Mesajı Okuyun
Old 22-03-2018, 13:42   #59
hukukbilgisi

 
Mesaj Polisiye Bir Hikâye: Ser Komiser Faruk

Ser Komiser Faruk, 50 yaşlarında, bir kez evlenip boşanmış, yaşlı annesiyle birlikte yaşıyor. Çocukluğundan beri polisiye romanlar okumuş, filmler izlemiş. Mesleğini seçmesinde bunlar etkili olmuş. Cinayet Büro Amirliğine atanması yıllar almış, ama ne gam; 10 yıl gelmiş geçmiş bile cinayette...

İzlediği her filmi, her diziyi polisiye filmmişçesine izliyor. Konusu cinayet olmasa bile, film karakterlerini birer suçlularmış gibi analiz ediyor; yalan söyleyip söylemediklerini, bir şey saklayıp saklamadıklarını kestirmeye çalışıyor. CSI (Olay Yeri İnceleme) dizilerindeki teknolojiye bayılıyor. Olay yerinde bulunan her nesnenin menşe ve satış bilgilerinin bilgisayarda tık diye bulunabilmesini gıptayla seyrediyor.

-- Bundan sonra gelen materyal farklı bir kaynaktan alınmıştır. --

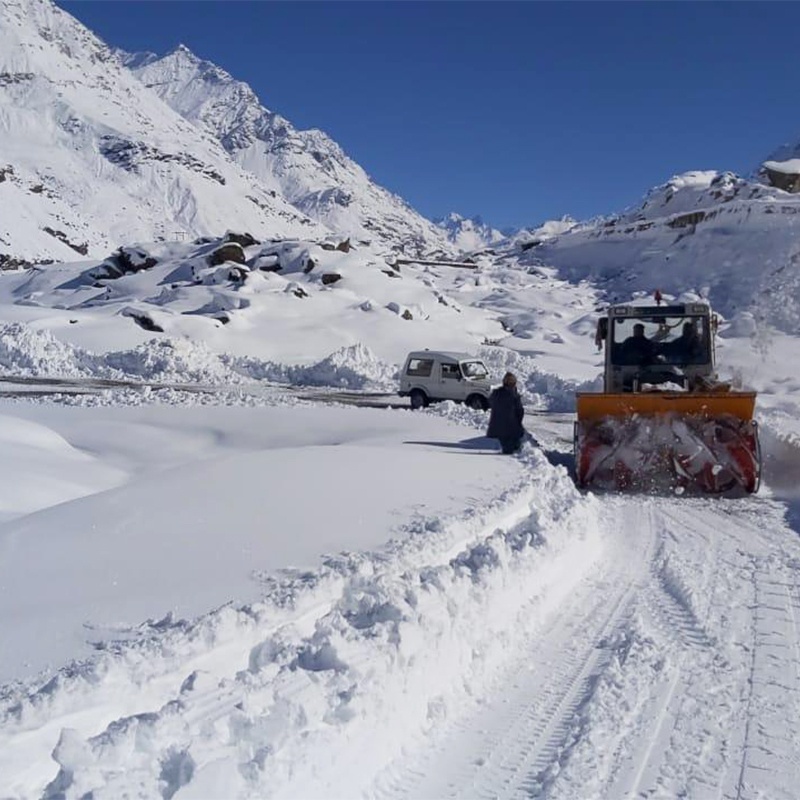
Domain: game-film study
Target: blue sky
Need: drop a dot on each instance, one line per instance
(517, 111)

CSİ: Las Vegas, CSI: NY, CSI: Miami, CSI:Cyber... ne güzel diziler!.. Rüyalarında CSI: İstanbul, Ankara, İzmir, Antalya dizilerinde boşrolde oynadığını görüyor. Dizilerde hep bilgisayar başındaki eleman olarak görüyor kendisini. Sokak sokak dolaşmıyor, sorguya aldığı şüphelilerle cebelleşmiyor, ölüm haberlerini ailelerine haber vermiyor, devlet daireleri ve bürokrasiyle uğraşmıyor. Oturduğu yerden, klavye ve faresini kullanarak, bütün gizemli vakaları birer birer aydınlatıyor. Bazı rüyalarında, sesli komutla çalışan bilgisayarı bile var. Böyle rüyalarında, 3D yazıcı bile var, canı ne isterse çıkartıyor yazıcıdan. Kaymaklı kadayıf gibi iş; hem cinayetleri aydınlat, hem de hobilerine zaman ayır...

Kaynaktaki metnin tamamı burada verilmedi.